Keramaian hari ini menemani langkah sunyi perempuan berambut pendek yang sangat cantik. Menikmati udara pagi yang nikmat sembari memegang erat totebag di pundak kanannya. Berhenti pada halte bus yang cukup sepi di jam tujuh daripada biasanya. Wajar saja sebenarnya, karena hari ini akhir pekan. Mereka yang lelah memilih meringkuk di bawah selimut, memakan waktu lebih banyak untuk tidur daripada kemarin malam. Ditemani sepatu warna cokelat dia melangkah naik memasuki kendaraan umum, dan duduk di sebelah jendela.
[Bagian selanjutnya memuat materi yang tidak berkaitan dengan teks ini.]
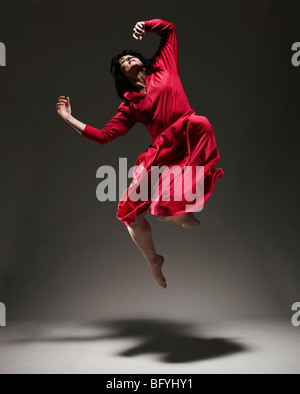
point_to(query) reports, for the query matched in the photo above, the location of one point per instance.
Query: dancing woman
(152, 94)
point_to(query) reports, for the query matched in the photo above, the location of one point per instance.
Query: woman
(152, 94)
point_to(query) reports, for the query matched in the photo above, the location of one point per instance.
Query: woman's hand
(139, 31)
(63, 107)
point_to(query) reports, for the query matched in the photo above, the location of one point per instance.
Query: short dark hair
(123, 85)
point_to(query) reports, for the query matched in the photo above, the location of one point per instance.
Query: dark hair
(123, 85)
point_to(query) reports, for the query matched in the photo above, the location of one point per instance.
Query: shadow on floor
(171, 340)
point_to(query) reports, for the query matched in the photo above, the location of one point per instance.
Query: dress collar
(135, 96)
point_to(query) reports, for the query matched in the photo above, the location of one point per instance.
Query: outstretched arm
(119, 125)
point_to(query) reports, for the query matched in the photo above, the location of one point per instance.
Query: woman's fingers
(139, 31)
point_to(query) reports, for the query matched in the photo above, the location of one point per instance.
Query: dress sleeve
(118, 126)
(166, 56)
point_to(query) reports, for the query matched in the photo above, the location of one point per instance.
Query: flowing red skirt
(188, 143)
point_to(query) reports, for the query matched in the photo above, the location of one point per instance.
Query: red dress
(179, 137)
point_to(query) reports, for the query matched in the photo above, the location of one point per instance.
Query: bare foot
(193, 222)
(155, 266)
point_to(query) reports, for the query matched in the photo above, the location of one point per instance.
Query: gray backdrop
(64, 254)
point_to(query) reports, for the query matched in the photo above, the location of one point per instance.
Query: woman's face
(130, 64)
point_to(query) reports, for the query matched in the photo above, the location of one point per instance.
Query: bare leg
(141, 234)
(187, 220)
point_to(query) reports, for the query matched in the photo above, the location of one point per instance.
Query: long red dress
(179, 137)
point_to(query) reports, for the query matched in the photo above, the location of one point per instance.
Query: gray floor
(150, 346)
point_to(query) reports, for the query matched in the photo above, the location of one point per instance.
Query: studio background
(64, 254)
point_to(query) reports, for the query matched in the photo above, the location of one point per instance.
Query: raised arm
(166, 56)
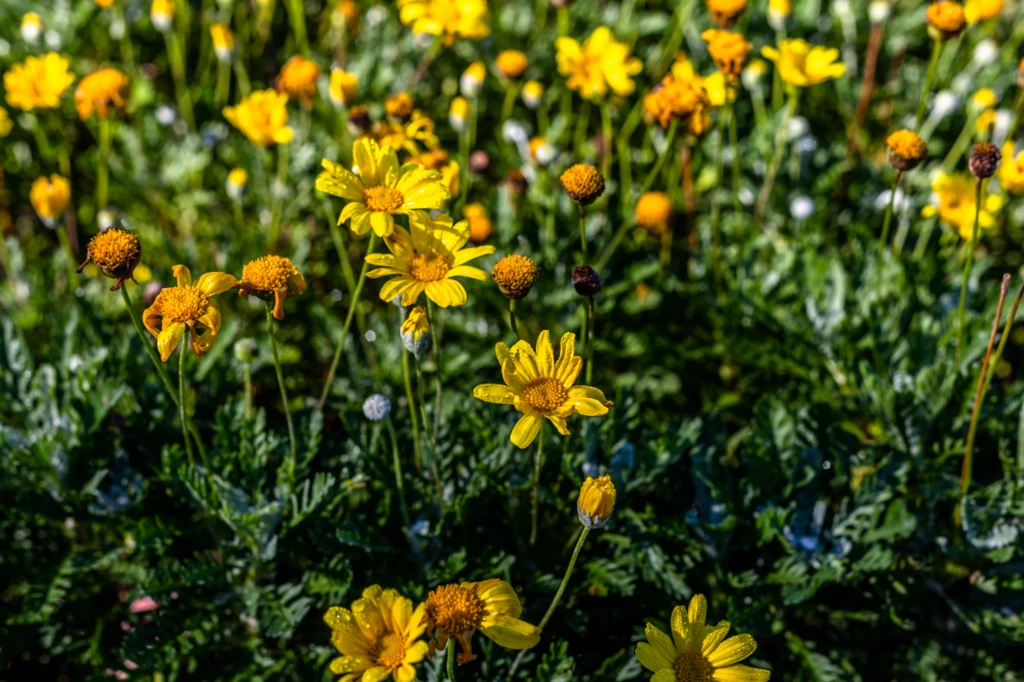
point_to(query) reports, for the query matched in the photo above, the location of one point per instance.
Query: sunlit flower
(38, 82)
(541, 387)
(698, 651)
(802, 65)
(103, 92)
(271, 278)
(378, 638)
(377, 188)
(954, 205)
(491, 606)
(451, 18)
(262, 117)
(601, 64)
(187, 306)
(427, 257)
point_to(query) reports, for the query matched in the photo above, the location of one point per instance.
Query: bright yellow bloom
(271, 276)
(378, 638)
(802, 65)
(262, 117)
(956, 206)
(542, 388)
(38, 82)
(451, 18)
(187, 306)
(599, 65)
(377, 188)
(102, 92)
(491, 606)
(49, 196)
(427, 257)
(697, 651)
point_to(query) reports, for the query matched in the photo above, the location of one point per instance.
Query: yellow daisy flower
(601, 64)
(426, 258)
(378, 638)
(377, 187)
(38, 82)
(696, 650)
(541, 387)
(491, 606)
(187, 306)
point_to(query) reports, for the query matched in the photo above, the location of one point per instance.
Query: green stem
(565, 579)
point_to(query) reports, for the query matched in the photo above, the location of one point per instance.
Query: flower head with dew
(803, 65)
(262, 117)
(426, 258)
(448, 18)
(377, 188)
(188, 306)
(599, 65)
(954, 205)
(458, 610)
(271, 278)
(542, 387)
(696, 651)
(117, 252)
(102, 92)
(378, 638)
(38, 82)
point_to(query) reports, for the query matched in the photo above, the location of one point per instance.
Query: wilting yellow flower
(491, 606)
(38, 82)
(262, 117)
(802, 65)
(298, 79)
(379, 188)
(103, 92)
(597, 66)
(542, 388)
(465, 18)
(698, 651)
(1012, 170)
(187, 306)
(344, 85)
(596, 502)
(378, 638)
(427, 257)
(49, 196)
(271, 276)
(223, 41)
(956, 206)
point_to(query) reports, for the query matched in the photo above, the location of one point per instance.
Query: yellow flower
(599, 65)
(38, 82)
(427, 258)
(955, 204)
(542, 388)
(102, 92)
(698, 651)
(802, 65)
(378, 638)
(343, 87)
(596, 502)
(187, 306)
(465, 18)
(271, 276)
(377, 188)
(49, 196)
(491, 606)
(1012, 170)
(262, 117)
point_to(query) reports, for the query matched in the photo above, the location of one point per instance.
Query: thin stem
(347, 325)
(284, 392)
(565, 579)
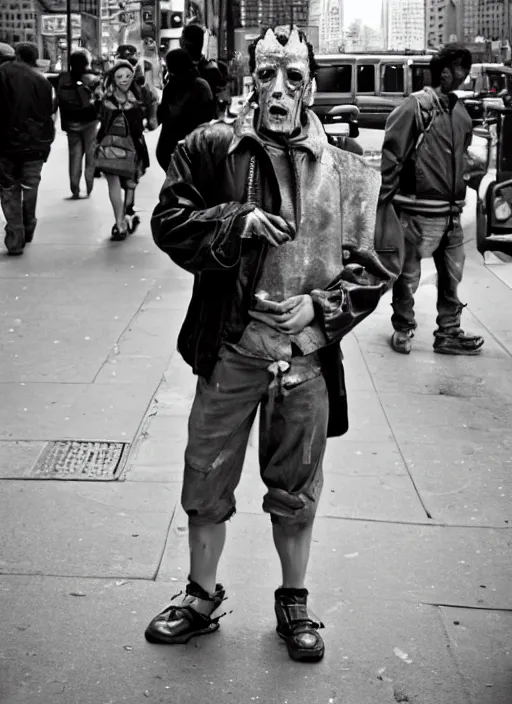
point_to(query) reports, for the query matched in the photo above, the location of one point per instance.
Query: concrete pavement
(410, 568)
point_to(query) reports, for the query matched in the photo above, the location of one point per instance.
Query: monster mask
(282, 79)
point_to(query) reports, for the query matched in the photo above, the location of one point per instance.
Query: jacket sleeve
(399, 140)
(356, 291)
(197, 237)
Jalanan samping jendela sangat indah dihiasi langit cerah memberi semangat para pedagang kaki lima. Senyuman merekah tersemat setiap melihat orang-orang menata dagangannya, mereka amat sangat gigih mencari rezeki. Pada pemberhentian berikutnya, penumpang yang masuk cukup banyak memenuhi ruang berjalan. Netranya melihat-lihat seperti para pelancong penampilannya. Dirinya memilih untuk berkutat pada jendela di samping.
"Excuse me!"
Bangkunya terasa bergerak setelah salah satu penumpang menempati kursi di sebelahnya. Dilihat dari ekor mata dia laki-laki yang terlihat bukan seperti orang sini, dia turis. "Halo, kamu bisa menunjukkanku pemberhentian ini berapa lama lagi jaraknya?"
"Gawat! Dia berbicara denganku, aku tidak begitu paham Bahasa Inggris."
"Halo, permisi mbak?"
"Do you need help?" Ucap orang yang baru saja masuk dari pintu belakang menghampiri.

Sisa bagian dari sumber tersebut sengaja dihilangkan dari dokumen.